Inga: During my studies at P.A.R.T.S., I was able to meet many people who influenced me, some of whom I also ended up working with after graduating. In fact, most of my current professional relationships started there. For instance, getting to work with Salva Sanchis and Eleanor Bauer soon after school were both formative experiences as a performer – though their works differ, it’s still very challenging for the performer in exciting ways. Same goes for my collaborations with my colleagues Rósa Ómarsdóttir and Katie Vickers, which marked important moments in my development of clear artistic values.

It’s by listening to the wants of the material that the music appears.

How did you first get introduced to making music?

Yann: My background is in the fine arts and I eventually transitioned into sound art, then music. It all started with listening to radio, cutting up tapes and playing around with the experience of time in electronic music. Performing on stage wasn’t necessarily my end goal, but rather came as an inevitable necessity to share my work.

Could you talk to us about your recording process and your approach to music-making?

Yann: It’s basically an attempt to dialog with the material – a modular synth or stone, a microphone or hard-drive. It’s by listening to the wants of the material that the music appears.

Looking at it from the audience’s point of view, what are you hoping to express through your performance and what do you hope the audience takes away from it?

Inga: As an audience member I like to experience some kind of coherency through time and to be put in a state where I feel like time is almost tangible. I look for a slightly hypnotic state where the audience can feel autonomous in their reception of the experience. I want to create a space in which the viewer feels invited to have a personal connection to the content.

Yann: A deep trip.

What exactly will you be performing during BOUGE B?

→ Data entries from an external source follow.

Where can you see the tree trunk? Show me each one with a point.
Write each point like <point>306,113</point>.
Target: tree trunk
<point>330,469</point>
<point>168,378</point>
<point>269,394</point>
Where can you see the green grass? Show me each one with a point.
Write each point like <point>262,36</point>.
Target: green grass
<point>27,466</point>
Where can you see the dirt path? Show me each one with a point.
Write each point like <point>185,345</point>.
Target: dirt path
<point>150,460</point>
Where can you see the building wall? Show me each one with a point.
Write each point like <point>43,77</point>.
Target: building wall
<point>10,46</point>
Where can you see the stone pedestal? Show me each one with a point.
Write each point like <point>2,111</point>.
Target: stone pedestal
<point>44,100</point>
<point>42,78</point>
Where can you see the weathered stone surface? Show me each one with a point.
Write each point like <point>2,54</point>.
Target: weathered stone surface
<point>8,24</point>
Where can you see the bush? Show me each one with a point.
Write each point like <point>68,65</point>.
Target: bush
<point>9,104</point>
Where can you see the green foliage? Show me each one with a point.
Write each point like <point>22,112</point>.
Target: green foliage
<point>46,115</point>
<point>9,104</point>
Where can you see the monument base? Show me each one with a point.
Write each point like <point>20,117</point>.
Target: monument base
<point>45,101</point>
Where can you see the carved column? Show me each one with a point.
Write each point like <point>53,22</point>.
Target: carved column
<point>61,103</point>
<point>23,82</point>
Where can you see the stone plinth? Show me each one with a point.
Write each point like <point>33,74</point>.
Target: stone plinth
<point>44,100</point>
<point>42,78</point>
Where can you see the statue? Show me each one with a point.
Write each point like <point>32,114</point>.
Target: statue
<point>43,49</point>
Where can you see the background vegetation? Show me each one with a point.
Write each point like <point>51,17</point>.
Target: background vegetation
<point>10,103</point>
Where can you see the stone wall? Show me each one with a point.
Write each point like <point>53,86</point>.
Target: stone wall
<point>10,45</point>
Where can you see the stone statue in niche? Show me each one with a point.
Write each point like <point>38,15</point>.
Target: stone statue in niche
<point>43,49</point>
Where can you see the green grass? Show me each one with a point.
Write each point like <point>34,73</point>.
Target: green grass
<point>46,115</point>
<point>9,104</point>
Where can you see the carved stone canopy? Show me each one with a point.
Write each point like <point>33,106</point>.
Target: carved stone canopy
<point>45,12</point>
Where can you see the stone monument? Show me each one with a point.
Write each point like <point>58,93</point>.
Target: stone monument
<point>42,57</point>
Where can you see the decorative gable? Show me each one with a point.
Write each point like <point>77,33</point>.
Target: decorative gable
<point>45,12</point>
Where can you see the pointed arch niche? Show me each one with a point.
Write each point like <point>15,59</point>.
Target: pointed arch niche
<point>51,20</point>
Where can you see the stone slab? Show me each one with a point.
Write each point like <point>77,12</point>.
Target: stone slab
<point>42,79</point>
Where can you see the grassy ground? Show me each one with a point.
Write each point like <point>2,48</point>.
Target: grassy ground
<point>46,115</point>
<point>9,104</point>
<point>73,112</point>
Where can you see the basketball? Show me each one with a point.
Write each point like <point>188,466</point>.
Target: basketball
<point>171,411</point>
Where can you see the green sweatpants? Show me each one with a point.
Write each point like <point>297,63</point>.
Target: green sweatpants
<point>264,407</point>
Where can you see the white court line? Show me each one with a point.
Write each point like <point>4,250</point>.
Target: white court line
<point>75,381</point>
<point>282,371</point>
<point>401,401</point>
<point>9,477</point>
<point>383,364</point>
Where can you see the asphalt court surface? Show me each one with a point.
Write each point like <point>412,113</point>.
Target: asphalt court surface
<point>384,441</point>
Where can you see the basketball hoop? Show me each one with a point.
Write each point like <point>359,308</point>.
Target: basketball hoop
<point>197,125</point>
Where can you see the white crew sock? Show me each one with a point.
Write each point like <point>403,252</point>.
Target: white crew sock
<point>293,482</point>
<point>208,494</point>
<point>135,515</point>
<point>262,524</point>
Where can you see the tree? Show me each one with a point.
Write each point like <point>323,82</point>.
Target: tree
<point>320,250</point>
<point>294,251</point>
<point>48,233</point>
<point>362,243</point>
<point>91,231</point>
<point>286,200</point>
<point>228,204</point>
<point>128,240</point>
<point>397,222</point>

Inga: As a duo, we will be performing Again the Sunset. It contains dance, music and visual twists. We’ll be presenting a sort of dialogue using materials which result in sounds. The materials – or instruments – vary from a piece of log, axes, a stone or a body. The breathing is a result of movement and the singing is a result of breathing.

Yann: Again the Sunset is an encounter whereby we decide how to match our respective practices somewhere in between materiality and emotions. It’s a duet with voices and beats, and staged steady rhythms connected to the meaning of the text: wood, stone and a vinyl turning in circles.

Music and dance festival BOUGE B will be taking place on 15th and 16th March at Antwerp’s deSingel. The Word Radio will be handling afterparty duties with 2F4F on the Saturday.